Americans Taking Prescription Drugs in Greater Numbers

For the first time, it appears that more than half of all insured Americans are taking prescription medicines regularly for chronic health problems, a study shows. The most widely used drugs are those to lower high blood pressure and cholesterol — problems often linked to heart disease, obesity and diabetes. The numbers were gathered last year by Medco Health Solutions Inc., which manages prescription benefits for about one in five Americans. The report notes that Americans buy much more medicine per person than any other country. But it was unclear how their prescriptions compare to those of insured people elsewhere.
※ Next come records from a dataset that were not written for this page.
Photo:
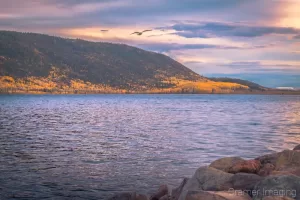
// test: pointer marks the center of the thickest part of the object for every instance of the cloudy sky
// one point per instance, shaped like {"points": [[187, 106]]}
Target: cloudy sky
{"points": [[258, 40]]}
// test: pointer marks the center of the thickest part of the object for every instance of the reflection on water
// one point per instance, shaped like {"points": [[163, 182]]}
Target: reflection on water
{"points": [[89, 147]]}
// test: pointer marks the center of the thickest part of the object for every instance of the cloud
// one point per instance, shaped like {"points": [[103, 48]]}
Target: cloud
{"points": [[219, 29], [166, 47]]}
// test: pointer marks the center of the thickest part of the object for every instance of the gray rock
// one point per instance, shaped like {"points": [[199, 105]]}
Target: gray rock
{"points": [[297, 148], [209, 195], [266, 170], [286, 162], [282, 159], [278, 186], [177, 191], [207, 179], [224, 164], [162, 191], [129, 196], [277, 198], [245, 181], [246, 166]]}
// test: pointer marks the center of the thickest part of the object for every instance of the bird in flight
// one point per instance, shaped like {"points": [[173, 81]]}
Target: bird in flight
{"points": [[140, 33]]}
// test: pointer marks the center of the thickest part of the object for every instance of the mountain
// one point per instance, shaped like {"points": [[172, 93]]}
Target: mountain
{"points": [[31, 62], [251, 85]]}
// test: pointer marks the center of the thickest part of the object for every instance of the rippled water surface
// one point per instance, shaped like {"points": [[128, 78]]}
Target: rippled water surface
{"points": [[89, 147]]}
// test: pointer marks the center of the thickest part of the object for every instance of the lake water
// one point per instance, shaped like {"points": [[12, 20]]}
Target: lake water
{"points": [[92, 146]]}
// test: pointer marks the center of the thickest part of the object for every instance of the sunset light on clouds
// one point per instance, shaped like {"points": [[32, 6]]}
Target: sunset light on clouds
{"points": [[257, 38]]}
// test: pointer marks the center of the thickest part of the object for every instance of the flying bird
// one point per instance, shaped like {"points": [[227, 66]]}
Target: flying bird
{"points": [[140, 33]]}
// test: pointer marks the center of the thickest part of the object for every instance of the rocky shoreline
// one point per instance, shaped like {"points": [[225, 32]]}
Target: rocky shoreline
{"points": [[270, 177]]}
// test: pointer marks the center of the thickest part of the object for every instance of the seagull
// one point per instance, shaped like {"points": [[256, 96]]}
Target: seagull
{"points": [[140, 33]]}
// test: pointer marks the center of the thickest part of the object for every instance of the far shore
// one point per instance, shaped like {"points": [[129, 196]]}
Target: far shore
{"points": [[83, 92]]}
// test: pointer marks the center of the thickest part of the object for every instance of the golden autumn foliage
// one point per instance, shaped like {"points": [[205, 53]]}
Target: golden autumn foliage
{"points": [[56, 83]]}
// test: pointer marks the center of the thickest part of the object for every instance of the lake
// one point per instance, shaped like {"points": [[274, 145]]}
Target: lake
{"points": [[92, 146]]}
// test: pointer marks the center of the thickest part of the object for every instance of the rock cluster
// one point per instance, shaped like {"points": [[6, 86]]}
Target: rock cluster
{"points": [[269, 177]]}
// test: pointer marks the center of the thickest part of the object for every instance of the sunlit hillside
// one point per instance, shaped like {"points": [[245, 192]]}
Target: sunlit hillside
{"points": [[35, 63]]}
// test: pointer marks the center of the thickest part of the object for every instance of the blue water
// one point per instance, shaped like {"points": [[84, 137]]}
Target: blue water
{"points": [[92, 146]]}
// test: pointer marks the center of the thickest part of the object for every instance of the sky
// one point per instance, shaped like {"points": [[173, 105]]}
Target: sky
{"points": [[258, 40]]}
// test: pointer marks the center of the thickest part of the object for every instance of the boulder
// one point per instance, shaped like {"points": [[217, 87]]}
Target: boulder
{"points": [[268, 159], [177, 191], [281, 160], [207, 179], [245, 181], [297, 148], [129, 196], [277, 198], [162, 191], [266, 170], [224, 164], [288, 185], [246, 166], [166, 197], [209, 195], [282, 163]]}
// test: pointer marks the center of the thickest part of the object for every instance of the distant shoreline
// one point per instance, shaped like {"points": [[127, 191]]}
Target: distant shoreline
{"points": [[270, 92]]}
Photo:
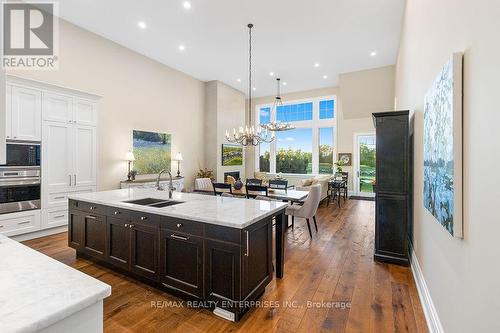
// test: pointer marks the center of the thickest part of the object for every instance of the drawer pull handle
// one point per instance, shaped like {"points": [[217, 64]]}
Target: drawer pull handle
{"points": [[179, 237]]}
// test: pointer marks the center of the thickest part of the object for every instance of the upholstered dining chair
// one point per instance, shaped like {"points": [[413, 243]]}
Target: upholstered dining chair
{"points": [[308, 209], [220, 188]]}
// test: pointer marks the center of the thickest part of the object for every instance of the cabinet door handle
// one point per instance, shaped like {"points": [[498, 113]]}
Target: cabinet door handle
{"points": [[247, 248], [179, 237]]}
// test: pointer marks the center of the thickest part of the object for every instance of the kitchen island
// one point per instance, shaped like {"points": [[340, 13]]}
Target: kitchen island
{"points": [[215, 250]]}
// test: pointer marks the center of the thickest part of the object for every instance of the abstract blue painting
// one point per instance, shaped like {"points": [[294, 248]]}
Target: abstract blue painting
{"points": [[443, 147]]}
Medco’s data show that last year, 51 percent of American children and adults were taking one or more prescription drugs for a chronic condition, up from 50 percent the previous four years and 47 percent in 2001. Most of the drugs are taken daily, although some are needed less often. The company examined prescription records from 2001 to 2007 of a representative sample of 2.5 million customers, from newborns to the elderly. Medication use for chronic problems was seen in all demographic groups:
  • Almost two-thirds of women 20 and older.
  • One in four children and teenagers.
  • 52 percent of adult men.
  • Three out of four people 65 or older.
Among seniors, 28 percent of women and nearly 22 percent of men take five or more medicines regularly.